Arkansas's reliable public numbers are state plan-review fees, not a DR's private charge. For an individual permit, the statewide schedule is $30 at 1,500 square feet or less, $45 above 1,500 through 2,000, $90 above 2,000 through 3,000, $120 above 3,000 through 4,000, and $150 above 4,000 square feet. Subdivision review has a separate schedule and is not the ordinary home fee. No named Arkansas DR provider checked published current pricing, so generic online ranges are not repeated. Request itemized quotes from two or three DRs in the state database and ask whether testing, design, return visits, inspection work, and filing help are included.
Arkansas publishes no verified statewide end-to-end turnaround. Ask the DR about field scheduling and report delivery, and ask the county-assigned Onsite Environmental Specialist about review and inspection timing. A percolation test requires water in the holes for at least four hours, preferably overnight, before measurement, but that is not a promise of one-day evaluation and permitting. There is no fixed calendar-season construction ban, but absorption trenches cannot be excavated when soil is wet enough to smear or compact easily. During wet-season periods or after significant rainfall, beginning without the Authorized Agent's authorization may void the permit. If significant smearing occurs, stop work and contact the local Authorized Agent for guidance.

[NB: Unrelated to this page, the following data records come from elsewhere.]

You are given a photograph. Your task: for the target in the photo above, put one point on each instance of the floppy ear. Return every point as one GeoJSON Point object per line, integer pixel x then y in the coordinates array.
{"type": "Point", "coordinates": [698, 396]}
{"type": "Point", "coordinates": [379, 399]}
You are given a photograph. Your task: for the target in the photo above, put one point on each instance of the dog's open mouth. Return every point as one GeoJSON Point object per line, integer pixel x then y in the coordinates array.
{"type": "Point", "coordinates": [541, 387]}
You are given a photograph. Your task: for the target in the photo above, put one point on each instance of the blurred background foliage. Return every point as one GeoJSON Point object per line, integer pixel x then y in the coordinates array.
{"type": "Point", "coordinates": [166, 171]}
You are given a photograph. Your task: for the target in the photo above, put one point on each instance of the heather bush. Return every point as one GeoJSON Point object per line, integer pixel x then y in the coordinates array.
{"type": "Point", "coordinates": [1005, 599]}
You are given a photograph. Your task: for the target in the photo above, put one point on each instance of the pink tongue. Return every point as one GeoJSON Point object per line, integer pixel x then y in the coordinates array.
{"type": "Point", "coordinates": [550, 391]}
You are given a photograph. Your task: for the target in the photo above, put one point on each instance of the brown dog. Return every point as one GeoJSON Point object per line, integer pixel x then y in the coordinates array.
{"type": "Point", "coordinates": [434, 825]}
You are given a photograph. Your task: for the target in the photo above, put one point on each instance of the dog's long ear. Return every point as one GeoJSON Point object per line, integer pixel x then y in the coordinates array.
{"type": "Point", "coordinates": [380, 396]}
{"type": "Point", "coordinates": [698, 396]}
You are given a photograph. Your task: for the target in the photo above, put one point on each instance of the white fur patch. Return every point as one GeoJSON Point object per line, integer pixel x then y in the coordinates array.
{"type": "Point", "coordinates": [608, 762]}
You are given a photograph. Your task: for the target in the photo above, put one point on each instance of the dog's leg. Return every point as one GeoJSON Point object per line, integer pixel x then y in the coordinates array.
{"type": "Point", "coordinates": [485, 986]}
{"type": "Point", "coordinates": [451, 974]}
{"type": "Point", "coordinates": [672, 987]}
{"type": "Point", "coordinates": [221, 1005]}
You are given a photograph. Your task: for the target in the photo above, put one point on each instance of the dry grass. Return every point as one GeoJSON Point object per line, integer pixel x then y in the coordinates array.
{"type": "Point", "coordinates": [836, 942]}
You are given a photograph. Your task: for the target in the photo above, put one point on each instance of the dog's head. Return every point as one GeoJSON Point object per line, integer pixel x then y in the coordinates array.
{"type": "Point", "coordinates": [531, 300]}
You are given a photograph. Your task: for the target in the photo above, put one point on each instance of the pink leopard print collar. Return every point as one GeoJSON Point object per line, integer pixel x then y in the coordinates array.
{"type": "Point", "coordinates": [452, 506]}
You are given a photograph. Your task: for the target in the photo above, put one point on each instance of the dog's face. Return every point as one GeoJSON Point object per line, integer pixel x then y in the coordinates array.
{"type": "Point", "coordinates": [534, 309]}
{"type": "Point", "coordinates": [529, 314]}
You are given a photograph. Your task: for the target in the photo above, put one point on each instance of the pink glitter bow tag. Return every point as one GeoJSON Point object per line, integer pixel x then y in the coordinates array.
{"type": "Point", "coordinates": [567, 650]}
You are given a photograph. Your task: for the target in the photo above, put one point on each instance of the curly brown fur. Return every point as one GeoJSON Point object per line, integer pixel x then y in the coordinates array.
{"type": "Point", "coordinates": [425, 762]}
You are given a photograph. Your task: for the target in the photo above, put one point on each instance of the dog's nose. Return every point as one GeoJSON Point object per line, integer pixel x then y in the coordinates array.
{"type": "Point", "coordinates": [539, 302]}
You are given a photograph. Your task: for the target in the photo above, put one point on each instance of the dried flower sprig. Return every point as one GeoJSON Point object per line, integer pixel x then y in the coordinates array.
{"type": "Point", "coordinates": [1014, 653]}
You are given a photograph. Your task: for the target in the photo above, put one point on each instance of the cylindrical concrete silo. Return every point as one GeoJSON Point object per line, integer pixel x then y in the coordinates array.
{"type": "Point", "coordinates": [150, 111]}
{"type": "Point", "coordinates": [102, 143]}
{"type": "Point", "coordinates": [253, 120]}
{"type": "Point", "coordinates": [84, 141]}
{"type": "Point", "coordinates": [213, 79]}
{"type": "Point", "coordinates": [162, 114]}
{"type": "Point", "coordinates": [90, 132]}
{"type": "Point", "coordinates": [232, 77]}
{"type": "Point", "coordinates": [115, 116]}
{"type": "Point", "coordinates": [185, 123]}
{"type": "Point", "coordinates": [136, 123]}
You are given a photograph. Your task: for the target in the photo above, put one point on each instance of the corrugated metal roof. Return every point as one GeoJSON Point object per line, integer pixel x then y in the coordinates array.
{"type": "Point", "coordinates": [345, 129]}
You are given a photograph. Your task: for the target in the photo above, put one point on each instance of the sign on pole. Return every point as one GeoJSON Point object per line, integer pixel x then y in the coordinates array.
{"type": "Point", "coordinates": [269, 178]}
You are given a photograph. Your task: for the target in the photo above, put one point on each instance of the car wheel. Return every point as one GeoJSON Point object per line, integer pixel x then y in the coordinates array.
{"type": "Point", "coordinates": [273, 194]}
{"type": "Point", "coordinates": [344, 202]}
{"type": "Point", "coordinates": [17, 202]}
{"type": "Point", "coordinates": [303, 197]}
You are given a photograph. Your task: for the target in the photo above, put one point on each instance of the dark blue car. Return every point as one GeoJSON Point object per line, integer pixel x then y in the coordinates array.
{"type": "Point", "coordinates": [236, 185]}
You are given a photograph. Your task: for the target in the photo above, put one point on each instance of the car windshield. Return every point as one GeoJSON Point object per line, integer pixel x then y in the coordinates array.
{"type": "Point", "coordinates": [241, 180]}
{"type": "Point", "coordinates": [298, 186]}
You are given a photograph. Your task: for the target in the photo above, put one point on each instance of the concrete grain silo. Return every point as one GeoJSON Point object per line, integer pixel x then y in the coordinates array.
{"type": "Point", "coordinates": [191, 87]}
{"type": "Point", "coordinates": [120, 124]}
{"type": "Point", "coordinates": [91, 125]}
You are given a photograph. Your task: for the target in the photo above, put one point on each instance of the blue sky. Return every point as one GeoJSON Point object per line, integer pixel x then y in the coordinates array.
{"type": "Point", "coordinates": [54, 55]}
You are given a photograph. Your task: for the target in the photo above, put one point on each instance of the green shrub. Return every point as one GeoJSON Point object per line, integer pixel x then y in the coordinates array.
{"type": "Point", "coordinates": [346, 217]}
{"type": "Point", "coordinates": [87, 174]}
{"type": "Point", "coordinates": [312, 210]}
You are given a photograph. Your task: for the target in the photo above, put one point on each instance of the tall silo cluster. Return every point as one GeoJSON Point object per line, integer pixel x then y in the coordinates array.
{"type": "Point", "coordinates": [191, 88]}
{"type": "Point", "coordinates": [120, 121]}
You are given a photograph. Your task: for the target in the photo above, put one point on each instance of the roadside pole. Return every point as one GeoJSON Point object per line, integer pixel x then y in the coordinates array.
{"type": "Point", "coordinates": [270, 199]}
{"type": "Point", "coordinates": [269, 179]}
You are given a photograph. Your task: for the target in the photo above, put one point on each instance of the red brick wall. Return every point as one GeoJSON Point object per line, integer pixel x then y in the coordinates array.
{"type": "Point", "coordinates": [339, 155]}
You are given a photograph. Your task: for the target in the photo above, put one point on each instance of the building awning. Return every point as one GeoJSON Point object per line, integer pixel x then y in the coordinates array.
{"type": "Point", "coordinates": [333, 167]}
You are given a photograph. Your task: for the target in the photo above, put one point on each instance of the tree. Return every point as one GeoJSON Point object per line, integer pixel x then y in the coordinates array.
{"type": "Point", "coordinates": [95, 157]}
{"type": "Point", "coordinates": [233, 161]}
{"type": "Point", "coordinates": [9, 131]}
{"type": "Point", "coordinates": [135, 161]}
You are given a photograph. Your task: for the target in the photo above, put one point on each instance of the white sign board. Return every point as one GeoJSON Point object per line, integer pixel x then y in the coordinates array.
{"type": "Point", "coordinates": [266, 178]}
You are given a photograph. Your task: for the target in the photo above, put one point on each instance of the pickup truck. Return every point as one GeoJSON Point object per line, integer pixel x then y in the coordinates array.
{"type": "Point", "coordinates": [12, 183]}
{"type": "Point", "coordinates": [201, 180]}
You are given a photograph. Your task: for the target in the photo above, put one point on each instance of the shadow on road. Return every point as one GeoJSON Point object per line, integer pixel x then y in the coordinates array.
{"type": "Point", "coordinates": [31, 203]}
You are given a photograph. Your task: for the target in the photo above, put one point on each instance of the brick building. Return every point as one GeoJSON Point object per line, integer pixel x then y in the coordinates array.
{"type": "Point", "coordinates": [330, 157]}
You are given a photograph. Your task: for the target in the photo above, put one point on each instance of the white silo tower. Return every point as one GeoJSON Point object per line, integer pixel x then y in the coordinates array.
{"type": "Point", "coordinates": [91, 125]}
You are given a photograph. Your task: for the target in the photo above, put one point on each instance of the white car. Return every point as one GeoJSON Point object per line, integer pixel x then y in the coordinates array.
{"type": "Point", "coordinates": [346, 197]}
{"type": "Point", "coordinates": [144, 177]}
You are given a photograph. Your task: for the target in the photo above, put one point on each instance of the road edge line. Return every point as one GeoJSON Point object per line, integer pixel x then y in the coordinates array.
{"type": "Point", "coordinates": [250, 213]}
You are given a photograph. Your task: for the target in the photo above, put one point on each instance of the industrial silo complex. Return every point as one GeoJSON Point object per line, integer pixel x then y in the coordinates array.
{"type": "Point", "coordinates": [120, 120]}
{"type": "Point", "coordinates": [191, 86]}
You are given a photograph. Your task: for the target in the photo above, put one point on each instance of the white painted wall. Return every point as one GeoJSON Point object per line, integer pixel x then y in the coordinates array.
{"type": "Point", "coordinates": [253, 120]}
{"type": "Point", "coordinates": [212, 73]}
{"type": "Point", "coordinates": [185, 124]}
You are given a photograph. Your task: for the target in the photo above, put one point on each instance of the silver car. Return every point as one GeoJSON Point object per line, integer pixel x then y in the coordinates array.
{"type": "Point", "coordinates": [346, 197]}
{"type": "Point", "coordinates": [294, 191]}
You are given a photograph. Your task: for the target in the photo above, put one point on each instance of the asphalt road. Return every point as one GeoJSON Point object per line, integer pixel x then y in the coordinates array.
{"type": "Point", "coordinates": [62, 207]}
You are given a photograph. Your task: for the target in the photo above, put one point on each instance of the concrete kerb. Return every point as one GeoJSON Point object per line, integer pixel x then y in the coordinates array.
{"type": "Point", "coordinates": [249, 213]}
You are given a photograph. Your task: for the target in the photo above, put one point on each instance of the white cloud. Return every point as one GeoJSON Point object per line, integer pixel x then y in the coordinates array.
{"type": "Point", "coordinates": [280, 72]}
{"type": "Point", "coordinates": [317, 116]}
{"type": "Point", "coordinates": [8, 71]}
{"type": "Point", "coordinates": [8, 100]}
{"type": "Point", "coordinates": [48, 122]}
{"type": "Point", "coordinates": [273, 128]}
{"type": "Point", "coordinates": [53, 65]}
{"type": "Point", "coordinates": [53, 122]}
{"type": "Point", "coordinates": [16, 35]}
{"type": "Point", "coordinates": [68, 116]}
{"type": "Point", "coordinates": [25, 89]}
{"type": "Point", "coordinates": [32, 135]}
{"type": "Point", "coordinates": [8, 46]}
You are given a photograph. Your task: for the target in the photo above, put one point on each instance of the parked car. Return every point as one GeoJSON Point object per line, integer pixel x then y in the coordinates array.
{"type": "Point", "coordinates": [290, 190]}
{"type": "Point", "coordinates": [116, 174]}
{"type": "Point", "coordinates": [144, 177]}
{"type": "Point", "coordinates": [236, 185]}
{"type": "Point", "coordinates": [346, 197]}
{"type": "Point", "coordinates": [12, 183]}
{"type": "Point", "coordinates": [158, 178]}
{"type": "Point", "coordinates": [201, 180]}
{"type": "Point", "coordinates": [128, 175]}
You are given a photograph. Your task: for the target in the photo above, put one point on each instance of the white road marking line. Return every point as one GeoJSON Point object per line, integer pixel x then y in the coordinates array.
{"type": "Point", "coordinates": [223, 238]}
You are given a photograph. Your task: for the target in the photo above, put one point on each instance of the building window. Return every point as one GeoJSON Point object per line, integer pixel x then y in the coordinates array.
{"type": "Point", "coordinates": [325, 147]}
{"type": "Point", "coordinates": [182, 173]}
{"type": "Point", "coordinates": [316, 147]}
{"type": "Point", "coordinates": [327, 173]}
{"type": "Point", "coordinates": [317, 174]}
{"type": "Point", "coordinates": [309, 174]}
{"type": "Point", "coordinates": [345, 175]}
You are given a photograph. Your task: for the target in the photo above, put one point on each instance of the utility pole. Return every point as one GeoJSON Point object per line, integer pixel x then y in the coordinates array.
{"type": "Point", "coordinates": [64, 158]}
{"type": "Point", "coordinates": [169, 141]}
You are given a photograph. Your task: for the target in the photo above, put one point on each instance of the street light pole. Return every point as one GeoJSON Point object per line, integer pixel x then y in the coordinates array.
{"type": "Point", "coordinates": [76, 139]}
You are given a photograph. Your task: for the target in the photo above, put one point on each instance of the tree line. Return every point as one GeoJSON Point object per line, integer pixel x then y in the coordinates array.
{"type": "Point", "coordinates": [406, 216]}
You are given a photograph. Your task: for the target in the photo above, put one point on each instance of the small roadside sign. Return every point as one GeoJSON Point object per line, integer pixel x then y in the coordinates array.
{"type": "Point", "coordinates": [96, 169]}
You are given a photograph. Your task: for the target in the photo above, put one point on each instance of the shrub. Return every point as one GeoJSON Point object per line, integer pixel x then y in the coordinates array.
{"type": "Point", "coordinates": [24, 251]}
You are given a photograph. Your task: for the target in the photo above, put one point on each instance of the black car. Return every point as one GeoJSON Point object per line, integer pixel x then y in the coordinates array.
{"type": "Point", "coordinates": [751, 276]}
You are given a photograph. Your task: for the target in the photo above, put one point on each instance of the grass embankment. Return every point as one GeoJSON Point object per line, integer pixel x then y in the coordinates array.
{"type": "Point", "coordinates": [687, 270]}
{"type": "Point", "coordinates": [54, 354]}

Arkansas uses an ADH-certified Designated Representative, or DR, to perform percolation tests, prepare designs, and conduct inspections, subject to the Authorized Agent's final approval. A DR starts with a named professional qualification or the rule's similarly qualified path. The Soil Qualified DR sub-tier has passed the soils portion of ADH's testing procedure and is the only DR who may design a standard system from seasonal water table data. A regular DR may perform percolation testing and work within the authority ADH grants. ADH says the exam is offered four times yearly; registration costs the DR $100 annually, with annual approved training and continued competency required. Use ADH's Onsite Wastewater Licensees database and confirm Soil Qualified status if seasonal water table data will support the design.